Predicting the Outcome of the Final Sixteen Teams in College Basketball Using Time Series Analysis and Markov Chains
Open Access
- Author:
- Miller, Christopher
- Area of Honors:
- Statistics
- Degree:
- Bachelor of Science
- Document Type:
- Thesis
- Thesis Supervisors:
- Andrew John Wiesner, Thesis Supervisor
David Hunter, Thesis Honors Advisor - Keywords:
- Statistics
College Basketball
Time-Series - Abstract:
- The culminating tournament for collegiate level basketball brings together a field of sixty-four teams to crown a champion in a spectacle called March Madness.
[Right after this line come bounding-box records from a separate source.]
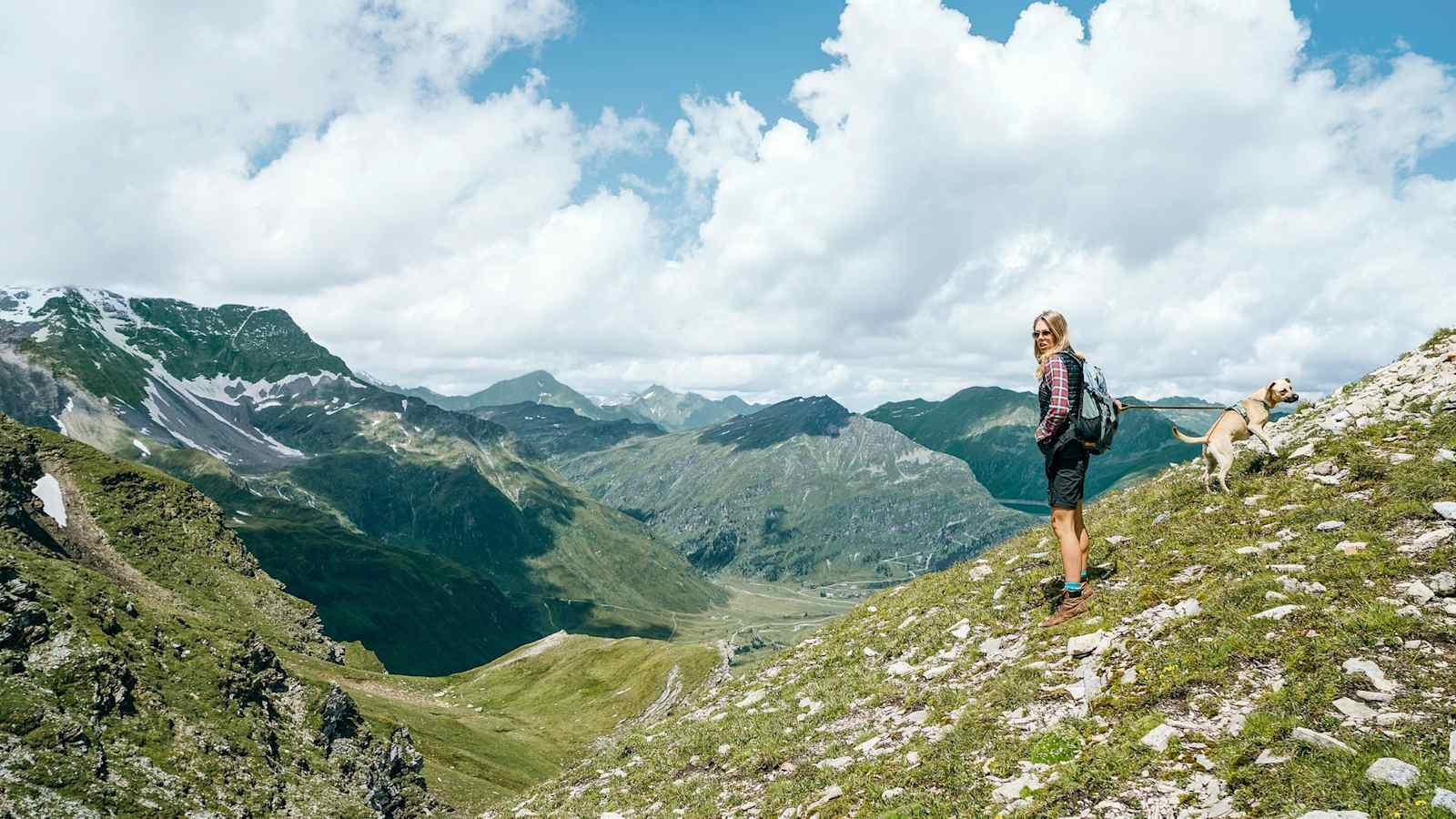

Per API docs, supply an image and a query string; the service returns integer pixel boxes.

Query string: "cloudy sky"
[0,0,1456,410]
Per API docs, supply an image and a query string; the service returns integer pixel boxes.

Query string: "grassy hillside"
[0,417,434,819]
[0,417,719,819]
[0,288,725,673]
[286,632,719,812]
[502,332,1456,819]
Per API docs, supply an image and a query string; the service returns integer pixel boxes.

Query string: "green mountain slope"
[0,417,432,819]
[866,386,1199,504]
[0,417,719,819]
[510,331,1456,819]
[602,385,766,431]
[470,402,662,458]
[294,632,719,814]
[558,397,1032,583]
[0,288,723,673]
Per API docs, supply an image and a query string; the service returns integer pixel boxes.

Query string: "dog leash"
[1123,404,1228,410]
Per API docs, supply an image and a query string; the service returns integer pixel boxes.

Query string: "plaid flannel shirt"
[1036,356,1072,443]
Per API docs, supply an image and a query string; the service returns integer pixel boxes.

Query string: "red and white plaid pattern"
[1036,356,1072,443]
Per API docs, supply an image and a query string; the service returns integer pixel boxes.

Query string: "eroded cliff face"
[0,417,435,817]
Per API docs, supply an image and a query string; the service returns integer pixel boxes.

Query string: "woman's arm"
[1036,356,1072,443]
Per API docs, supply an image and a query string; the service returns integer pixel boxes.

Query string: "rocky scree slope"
[497,331,1456,819]
[556,397,1034,581]
[866,386,1218,504]
[0,415,437,819]
[0,288,723,673]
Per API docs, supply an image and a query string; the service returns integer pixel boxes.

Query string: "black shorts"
[1046,440,1092,509]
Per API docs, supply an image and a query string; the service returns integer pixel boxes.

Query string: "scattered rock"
[1289,727,1356,756]
[1366,756,1421,788]
[1340,657,1400,693]
[1067,630,1107,657]
[992,774,1044,803]
[1254,748,1289,765]
[808,785,844,810]
[1138,723,1182,753]
[1400,526,1456,551]
[1252,603,1305,620]
[1334,696,1374,720]
[1405,580,1436,606]
[735,688,769,708]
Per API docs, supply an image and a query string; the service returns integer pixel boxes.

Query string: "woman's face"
[1031,319,1051,354]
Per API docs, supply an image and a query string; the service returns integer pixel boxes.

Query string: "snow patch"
[31,472,66,528]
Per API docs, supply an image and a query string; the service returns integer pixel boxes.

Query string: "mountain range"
[500,329,1456,819]
[555,397,1034,584]
[377,370,764,431]
[0,288,723,673]
[0,415,723,819]
[866,386,1199,510]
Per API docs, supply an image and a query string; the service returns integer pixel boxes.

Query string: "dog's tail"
[1174,424,1208,443]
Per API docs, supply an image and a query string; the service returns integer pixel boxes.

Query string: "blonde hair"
[1031,310,1087,380]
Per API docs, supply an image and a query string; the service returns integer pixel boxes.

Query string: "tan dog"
[1174,379,1299,491]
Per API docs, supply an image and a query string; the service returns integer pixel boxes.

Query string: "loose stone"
[1366,756,1421,788]
[1138,723,1182,753]
[1289,727,1356,756]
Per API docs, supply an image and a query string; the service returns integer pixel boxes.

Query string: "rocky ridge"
[495,331,1456,819]
[556,397,1036,583]
[0,417,440,819]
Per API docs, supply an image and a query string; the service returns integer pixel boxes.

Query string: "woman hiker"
[1031,310,1121,628]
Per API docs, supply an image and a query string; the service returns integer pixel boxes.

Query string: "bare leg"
[1072,501,1092,579]
[1051,509,1082,583]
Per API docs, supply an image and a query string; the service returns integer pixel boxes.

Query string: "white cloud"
[0,0,1456,408]
[667,92,764,185]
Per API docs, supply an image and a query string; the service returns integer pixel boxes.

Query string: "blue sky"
[468,0,1456,201]
[14,0,1456,410]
There are many different approaches to ranking and predicting the outcome of the games within the tournament. In this paper, a new approach is taken using a time-series analysis approach to capture the effect of trends throughout the season. The underlying time-series model will be based on a team’s efficiency rating, or put otherwise, a team’s ability to score and defend well against other teams, adjusting for relative strength. Two types of time-series models are considered: a dynamic auto-regressive integrated moving average (ARIMA) model that is fit uniquely to every team, and a dynamic exponential smoothing (ETS) model that is also fit uniquely to every team. These models are used on nine different college basketball seasons from 2011 to 2019 using a probability Markov chain approach to determine winning probabilities for predicting only the first two rounds of the March Madness tournament. Over the nine-year period, either the ARIMA or ETS method predicted the same or more correct games over the first two rounds when compared to a baseline method which predicts the favorite seed for every matchup. The analysis also looks at the effectiveness of predicting upsets. The ARIMA method predicted upsets correctly 37.2% of the time while the ETS method registers at 44.2%. It is recommended that this type of modeling for March Madness predictions would be best used to quantify trending teams. The ETS model slightly outperforms the ARIMA model and both models are most effective when trying to determine closely seeded matchups.